Atrial septal defects (ASD) are amongst the most common congenital heart defects. A large ASD causes a left to right shunt resulting in right ventricular (RV) dilation from volume overload. About 4% of the patients with ASD develop pulmonary arterial hypertension.¹ Development of pulmonary arterial hypertension (PAH) subjects the RV to additional pressure overload resulting in further dilation, hypertrophy and reduction or reversal of the shunt. In the setting of significant pulmonary vascular disease (PVD), the ASD functions as a “pop-off” mechanism to allow right-to-left shunt in certain circumstances such as increased adrenergic states or pulmonary hypertensive crises. Therefore, closure of ASD in presence of significant untreated PVD can be detrimental.

The medical management of PAH with pulmonary vasodilator therapy leads to improvement in pulmonary vascular resistance (PVR) and reduction in pulmonary artery pressures.  Use of these medications results in improvement in survival, morbidity and quality of life.² The beneficial effects of pulmonary vasodilator have led to a renewed interest in closure of ASD after medical treatment or the so-called “treat and repair” approach. It has been postulated that reduction of PVR from medical treatment of PAH leads to increase in left-to-right and further RV dilation and volume overload. A subsequent closure of ASD with a fenestrated or a non-fenestrated device may lead to reduction or elimination of left to right shunt and lead to more favorable remodeling. Several case series utilizing this approach have been reported.^3-4 However, these case series have several limitations such as variation in PAH medication regimen, time between initiation of medical treatment and closure of ASD, criteria for closure, presence or absence of fenestration in closure device and duration of follow up. Therefore, an optimal management strategy for ASD in setting of PAH is controversial. Specific examples of unanswered questions are:

• What are the clinical and hemodynamic characteristics of patients whose PVD will respond favorably to pulmonary vasodilator medications to enable subsequent ASD closure?
• What is the most effective initial regimen? When and how should the medical therapy be escalated?
• What is a suitable interval for monitoring or repeat cardiac catheterization?
• What hemodynamic parameters on therapy should be considered to make a decision about ASD closure?
• At what time after initiation of pulmonary vasodilator therapy should the patients be deemed not suitable for intervention if their hemodynamic parameters by cardiac catheterization do not improve?
• What closure devices are best: fenestrated or non-fenestrated? If fenestrated, what should be size of fenestration?What are the long-term patency rates?
• What are the short- and medium-term outcomes of patients undergoing treat and repair?
• What are the long-term outcomes? Does the pulmonary vascular disease improve, stabilize or worsen over time after ASD closure? How long do patients require medical therapy after closure?

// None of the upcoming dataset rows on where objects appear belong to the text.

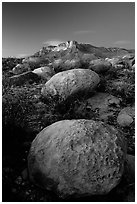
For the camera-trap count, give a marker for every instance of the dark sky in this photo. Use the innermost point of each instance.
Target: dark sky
(27, 26)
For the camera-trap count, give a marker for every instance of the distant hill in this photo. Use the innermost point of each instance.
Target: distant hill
(72, 49)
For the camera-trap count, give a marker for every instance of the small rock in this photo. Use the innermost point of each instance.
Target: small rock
(18, 180)
(24, 174)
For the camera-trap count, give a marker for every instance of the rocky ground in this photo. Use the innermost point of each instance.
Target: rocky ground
(51, 86)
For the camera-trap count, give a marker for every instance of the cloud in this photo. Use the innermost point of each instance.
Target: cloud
(81, 32)
(122, 42)
(52, 42)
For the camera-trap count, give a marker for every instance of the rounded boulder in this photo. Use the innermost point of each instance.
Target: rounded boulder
(100, 65)
(44, 72)
(126, 116)
(77, 158)
(69, 83)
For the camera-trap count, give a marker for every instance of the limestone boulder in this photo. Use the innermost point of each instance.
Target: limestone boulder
(26, 77)
(44, 72)
(126, 116)
(77, 158)
(102, 106)
(20, 68)
(69, 83)
(100, 65)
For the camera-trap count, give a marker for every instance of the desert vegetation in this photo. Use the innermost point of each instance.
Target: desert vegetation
(89, 85)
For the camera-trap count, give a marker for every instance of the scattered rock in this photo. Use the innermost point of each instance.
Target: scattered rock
(20, 68)
(100, 106)
(20, 79)
(77, 157)
(129, 172)
(100, 65)
(126, 116)
(44, 72)
(68, 83)
(24, 174)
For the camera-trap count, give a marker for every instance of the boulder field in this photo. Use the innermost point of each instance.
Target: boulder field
(68, 83)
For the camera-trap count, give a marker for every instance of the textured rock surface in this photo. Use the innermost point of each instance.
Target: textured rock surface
(101, 106)
(20, 79)
(44, 72)
(77, 157)
(100, 65)
(126, 116)
(20, 68)
(65, 84)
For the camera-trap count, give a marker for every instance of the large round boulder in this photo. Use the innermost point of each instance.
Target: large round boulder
(77, 158)
(68, 83)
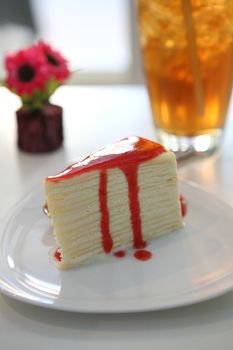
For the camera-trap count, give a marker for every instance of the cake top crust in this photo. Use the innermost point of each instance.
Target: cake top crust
(129, 150)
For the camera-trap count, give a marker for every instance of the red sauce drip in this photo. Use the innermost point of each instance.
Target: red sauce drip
(126, 155)
(131, 174)
(131, 150)
(143, 255)
(120, 254)
(183, 206)
(57, 255)
(104, 221)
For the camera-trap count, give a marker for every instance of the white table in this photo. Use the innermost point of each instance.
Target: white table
(94, 116)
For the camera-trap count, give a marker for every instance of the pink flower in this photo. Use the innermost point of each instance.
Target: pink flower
(58, 65)
(27, 71)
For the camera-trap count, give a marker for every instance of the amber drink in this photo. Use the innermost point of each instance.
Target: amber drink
(187, 48)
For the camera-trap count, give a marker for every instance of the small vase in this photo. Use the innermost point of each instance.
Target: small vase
(40, 130)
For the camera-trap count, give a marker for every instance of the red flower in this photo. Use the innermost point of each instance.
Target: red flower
(27, 71)
(57, 64)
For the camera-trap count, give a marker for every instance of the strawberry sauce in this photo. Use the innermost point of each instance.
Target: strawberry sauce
(126, 155)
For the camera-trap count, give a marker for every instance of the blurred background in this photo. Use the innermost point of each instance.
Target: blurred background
(98, 37)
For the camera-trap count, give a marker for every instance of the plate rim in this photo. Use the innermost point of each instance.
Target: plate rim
(30, 297)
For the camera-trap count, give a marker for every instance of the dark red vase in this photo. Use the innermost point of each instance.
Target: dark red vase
(40, 130)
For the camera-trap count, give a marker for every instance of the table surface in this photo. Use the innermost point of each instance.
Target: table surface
(94, 116)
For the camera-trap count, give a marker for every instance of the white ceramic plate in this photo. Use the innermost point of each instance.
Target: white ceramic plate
(188, 266)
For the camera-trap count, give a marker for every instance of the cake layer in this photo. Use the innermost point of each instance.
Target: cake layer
(139, 202)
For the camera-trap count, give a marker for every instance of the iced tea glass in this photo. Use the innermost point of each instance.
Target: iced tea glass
(187, 48)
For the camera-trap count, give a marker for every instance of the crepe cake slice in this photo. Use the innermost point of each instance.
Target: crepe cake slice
(123, 195)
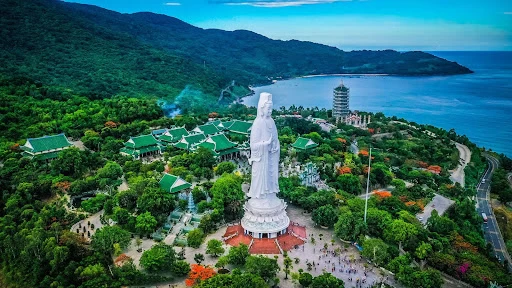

The standardized approach to management by Yan et. al.,⁵ combining the use of targeted medical therapy and flow limiting fenestrated atrial septal occluder device addresses some of the limitations of the earlier studies and addresses some of the current gaps in the literature.⁵ Therefore, it is an important contribution to the “treat and repair” strategy for ASD closure. In this single center study from China, adult patients with ASD with systolic PA pressures >/=70 and PVR >/= 5 wood units were initiated on fixed dose combination regimen of Ambrisentan (5 mg) and Tadalafil (20 mg). After 3 months of medical therapy, 56 patients underwent ASD closure with a custom-made fenestrated closure device if cardiac catheterization showed Qp/Qs >/= 1:5.  Of these patients, 95% had systemic arterial oxygen saturation of more than 90% or Qp/Qs greater than 1 at baseline. After 3 months of pulmonary vasodilator therapy, the median baseline systolic PA pressure declined from 86 mmHg (IQR: 75.5-95) to 72 mmHg (IQR: 66-80.5) just prior to ASD closure.  Similarly, the PVR declined from 8.6 Wood units (IQR: 7-11) to 4.7 Wood units (IQR: 3.6-5.5).  Remarkably, only one patient had a Qp/Qs < 1:5 after treatment and was excluded from analysis. Significant improvement in exercise was also noted with 3 months of medical therapy alone. This improvement in exercise occurred at the expense of increased RV volumes from increased left-to-right shunt as noted by echocardiography. After a median of 10 months follow-up, partial ASD closure resulted in additional improvement in exercise capacity and reduction in pulmonary arterial pressures. Reduced left to right shunt was noted in all except three patients who had a bidirectional shunt. Consequently, a more favorable ventricular remodeling occurred in form of reduced RV volumes and increased left ventricular volume. The authors intended to repeat right heart catheterization one year after partial closure of ASD. However, the long-term follow up was limited as only 24 patients had a follow-up for more than a year and repeat catheterization was done only in 19 patients after a year. stained favorable hemodynamics were noted in this small group. There were 8 of 19 patients who were noted to have normal pulmonary artery pressures. When pulmonary vasodilators were discontinued in these patients, five developed pulmonary hypertension again requiring restitution of therapy. 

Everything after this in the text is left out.